Sadi Şirazi ne güzel demiş: “Kendinle mutlu isen, kimseyle derdin olmaz.” Bir insanın mutlu olması için önce kendi ile barışık olması gerekir. Çevrenize bir bakın, başkalarıyla derdi olan pek çok insana rastlayacaksınız. Başkalarının davranışlarını, yaşamlarını eleştirirler, konuşurken sürekli negatif cümle kurarlar, bulundukları ortamın enerjisini negatife çevirirler, başkalarına ne saygıları ne de tahammülleri vardır. Bunu özellikle insanların topluca bulundukları yerlerde görmeniz mümkündür; toplu taşıma araçlarında, trafikte, havaalanlarında, iş yerinde, alışveriş yaparken market kasalarında, banka, hastane kuyruklarında vs.
Kendisiyle barışamamış insanların bir özelliği de her şeye olduğu gibi eleştiriye karşı da tahammülsüz oluşlarıdır. Eleştiriyi hakaret gibi algılayıp hemen sözlü saldırıya geçerler.

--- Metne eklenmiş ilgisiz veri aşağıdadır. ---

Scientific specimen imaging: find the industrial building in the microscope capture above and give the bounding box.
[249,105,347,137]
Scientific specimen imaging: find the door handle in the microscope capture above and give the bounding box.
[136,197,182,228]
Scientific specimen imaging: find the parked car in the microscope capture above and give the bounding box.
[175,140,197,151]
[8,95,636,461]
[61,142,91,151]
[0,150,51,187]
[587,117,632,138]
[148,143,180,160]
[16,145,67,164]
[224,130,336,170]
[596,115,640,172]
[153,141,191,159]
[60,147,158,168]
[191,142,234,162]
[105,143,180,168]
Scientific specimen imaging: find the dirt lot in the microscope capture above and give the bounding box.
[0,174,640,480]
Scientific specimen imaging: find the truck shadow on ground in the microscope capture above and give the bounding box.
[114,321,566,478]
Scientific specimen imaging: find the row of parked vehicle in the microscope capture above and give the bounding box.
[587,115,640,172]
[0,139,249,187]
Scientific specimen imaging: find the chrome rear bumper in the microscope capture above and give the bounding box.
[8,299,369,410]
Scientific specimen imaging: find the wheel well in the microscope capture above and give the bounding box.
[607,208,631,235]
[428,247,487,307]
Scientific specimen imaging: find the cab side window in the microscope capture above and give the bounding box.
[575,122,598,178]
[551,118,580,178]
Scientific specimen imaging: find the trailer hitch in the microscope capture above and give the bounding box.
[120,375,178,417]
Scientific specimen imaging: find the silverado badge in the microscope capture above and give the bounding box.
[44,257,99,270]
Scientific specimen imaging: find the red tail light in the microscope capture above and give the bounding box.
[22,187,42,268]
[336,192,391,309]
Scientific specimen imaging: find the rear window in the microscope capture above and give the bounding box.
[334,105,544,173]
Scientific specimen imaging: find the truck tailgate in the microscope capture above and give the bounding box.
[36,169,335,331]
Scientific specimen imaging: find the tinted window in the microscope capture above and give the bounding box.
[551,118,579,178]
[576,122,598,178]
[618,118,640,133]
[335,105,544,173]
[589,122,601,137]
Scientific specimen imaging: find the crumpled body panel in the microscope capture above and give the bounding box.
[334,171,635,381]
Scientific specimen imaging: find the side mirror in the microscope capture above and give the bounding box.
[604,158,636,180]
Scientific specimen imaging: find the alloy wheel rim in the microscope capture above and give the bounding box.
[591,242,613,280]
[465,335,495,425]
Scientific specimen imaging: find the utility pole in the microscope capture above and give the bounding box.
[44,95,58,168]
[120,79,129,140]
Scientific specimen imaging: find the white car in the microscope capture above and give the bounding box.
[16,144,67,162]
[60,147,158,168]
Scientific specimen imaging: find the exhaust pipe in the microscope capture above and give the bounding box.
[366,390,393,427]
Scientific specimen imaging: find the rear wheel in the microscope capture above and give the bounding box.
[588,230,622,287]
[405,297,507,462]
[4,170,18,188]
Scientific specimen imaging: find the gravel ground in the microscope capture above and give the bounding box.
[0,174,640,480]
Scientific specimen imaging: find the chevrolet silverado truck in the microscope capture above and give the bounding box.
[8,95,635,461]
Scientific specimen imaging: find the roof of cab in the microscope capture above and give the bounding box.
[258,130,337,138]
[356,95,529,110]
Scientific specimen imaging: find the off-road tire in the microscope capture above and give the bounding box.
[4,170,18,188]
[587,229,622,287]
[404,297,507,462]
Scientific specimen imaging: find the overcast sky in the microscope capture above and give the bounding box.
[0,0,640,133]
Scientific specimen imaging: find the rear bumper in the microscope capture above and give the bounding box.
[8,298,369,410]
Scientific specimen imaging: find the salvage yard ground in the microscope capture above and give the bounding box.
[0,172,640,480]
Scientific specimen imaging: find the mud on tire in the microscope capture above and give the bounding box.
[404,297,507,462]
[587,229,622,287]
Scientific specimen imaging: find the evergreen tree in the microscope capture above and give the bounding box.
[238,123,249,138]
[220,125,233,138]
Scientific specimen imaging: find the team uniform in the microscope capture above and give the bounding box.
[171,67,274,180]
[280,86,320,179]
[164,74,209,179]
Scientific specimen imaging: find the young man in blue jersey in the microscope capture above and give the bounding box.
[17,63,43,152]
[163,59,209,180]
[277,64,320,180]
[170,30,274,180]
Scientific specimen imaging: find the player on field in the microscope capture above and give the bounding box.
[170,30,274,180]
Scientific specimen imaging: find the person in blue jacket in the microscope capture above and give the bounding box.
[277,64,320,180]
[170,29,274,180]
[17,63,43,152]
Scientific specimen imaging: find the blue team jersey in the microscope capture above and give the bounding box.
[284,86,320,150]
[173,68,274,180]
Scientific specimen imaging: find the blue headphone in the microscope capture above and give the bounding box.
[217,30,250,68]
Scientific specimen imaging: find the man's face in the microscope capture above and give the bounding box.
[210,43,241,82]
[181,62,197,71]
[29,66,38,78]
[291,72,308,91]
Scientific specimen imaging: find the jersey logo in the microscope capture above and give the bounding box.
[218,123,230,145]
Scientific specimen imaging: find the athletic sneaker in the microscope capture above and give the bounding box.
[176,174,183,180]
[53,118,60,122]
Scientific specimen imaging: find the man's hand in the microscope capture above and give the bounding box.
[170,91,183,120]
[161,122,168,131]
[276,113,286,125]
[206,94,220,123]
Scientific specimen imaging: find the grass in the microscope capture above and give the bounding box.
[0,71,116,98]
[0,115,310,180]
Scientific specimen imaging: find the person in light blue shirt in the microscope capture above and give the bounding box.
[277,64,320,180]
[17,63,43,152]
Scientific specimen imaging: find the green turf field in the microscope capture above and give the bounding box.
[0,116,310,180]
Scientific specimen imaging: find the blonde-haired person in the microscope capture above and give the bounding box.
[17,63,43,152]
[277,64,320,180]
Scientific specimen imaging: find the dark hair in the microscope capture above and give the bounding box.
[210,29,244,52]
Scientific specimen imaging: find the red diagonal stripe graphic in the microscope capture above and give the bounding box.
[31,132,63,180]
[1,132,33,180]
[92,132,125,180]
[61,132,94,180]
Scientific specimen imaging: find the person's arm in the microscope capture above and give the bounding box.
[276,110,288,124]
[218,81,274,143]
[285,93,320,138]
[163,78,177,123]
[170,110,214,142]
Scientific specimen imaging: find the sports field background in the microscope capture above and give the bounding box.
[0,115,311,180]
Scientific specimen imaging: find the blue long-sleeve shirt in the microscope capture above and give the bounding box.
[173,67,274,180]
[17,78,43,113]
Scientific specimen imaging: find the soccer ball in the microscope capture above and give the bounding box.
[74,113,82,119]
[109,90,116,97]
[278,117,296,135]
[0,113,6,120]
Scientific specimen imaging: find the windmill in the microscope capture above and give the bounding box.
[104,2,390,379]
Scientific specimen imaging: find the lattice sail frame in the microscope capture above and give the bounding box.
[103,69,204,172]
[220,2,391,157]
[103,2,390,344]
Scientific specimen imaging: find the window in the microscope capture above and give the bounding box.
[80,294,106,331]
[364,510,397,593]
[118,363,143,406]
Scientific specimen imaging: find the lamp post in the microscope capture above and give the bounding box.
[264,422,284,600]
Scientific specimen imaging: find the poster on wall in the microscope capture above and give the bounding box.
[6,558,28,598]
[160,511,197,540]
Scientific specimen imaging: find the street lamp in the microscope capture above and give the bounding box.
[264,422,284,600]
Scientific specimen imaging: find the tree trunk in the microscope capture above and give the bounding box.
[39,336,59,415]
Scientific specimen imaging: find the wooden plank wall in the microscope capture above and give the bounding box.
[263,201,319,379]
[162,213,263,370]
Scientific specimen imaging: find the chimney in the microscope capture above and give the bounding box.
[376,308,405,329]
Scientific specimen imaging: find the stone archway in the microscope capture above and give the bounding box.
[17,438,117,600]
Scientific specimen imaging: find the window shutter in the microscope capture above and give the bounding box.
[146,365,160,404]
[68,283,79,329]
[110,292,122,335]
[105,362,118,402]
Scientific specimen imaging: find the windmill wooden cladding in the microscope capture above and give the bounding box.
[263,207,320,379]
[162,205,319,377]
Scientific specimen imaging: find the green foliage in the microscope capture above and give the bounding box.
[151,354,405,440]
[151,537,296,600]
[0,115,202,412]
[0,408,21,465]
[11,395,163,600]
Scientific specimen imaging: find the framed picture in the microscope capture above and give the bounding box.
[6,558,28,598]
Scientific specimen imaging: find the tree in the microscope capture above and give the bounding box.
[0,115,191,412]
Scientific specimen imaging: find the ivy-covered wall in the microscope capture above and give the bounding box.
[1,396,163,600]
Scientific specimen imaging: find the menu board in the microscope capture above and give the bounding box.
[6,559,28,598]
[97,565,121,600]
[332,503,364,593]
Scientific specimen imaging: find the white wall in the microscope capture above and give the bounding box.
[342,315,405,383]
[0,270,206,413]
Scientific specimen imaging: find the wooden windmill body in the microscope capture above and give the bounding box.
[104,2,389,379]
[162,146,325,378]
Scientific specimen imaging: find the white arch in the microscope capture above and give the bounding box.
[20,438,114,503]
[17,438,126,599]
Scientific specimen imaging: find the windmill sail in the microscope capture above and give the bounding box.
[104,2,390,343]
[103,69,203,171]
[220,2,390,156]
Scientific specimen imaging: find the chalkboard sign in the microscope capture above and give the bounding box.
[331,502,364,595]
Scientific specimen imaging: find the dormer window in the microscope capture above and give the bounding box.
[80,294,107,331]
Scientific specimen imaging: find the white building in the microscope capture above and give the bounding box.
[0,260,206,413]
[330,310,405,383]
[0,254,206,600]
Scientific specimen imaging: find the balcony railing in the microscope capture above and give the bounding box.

Bu aslında yukarıda da yazdığım gibi kendinde olan olumsuzlukları görmemekten, farkına varmamaktan, hatalarını dönüştürememekten kaynaklanır. Kısacası insanın kendini bilmemesidir bu.
Bir de kendisiyle barışık gibi görünen insanlar var. Bir topluluğa girdiğinizde neşeli kahkahalar atan, herkese güler yüzlü davranan insanlar görürsünüz. “Ne kadar da kendisiyle barışık.” dersiniz. Hâlbuki bu bir yanılgıdır. İşte kendisiyle barışık gibi görünen bu insanları tanımanız için ya onlarla uzun bir zaman geçirmelisiniz ya da bir olay yaşamalısınız. Ancak o zaman olaylara ve durumlara verecekleri tepkiyi görüp kendileriyle barış imzalayıp imzalamadıklarını anlarsınız.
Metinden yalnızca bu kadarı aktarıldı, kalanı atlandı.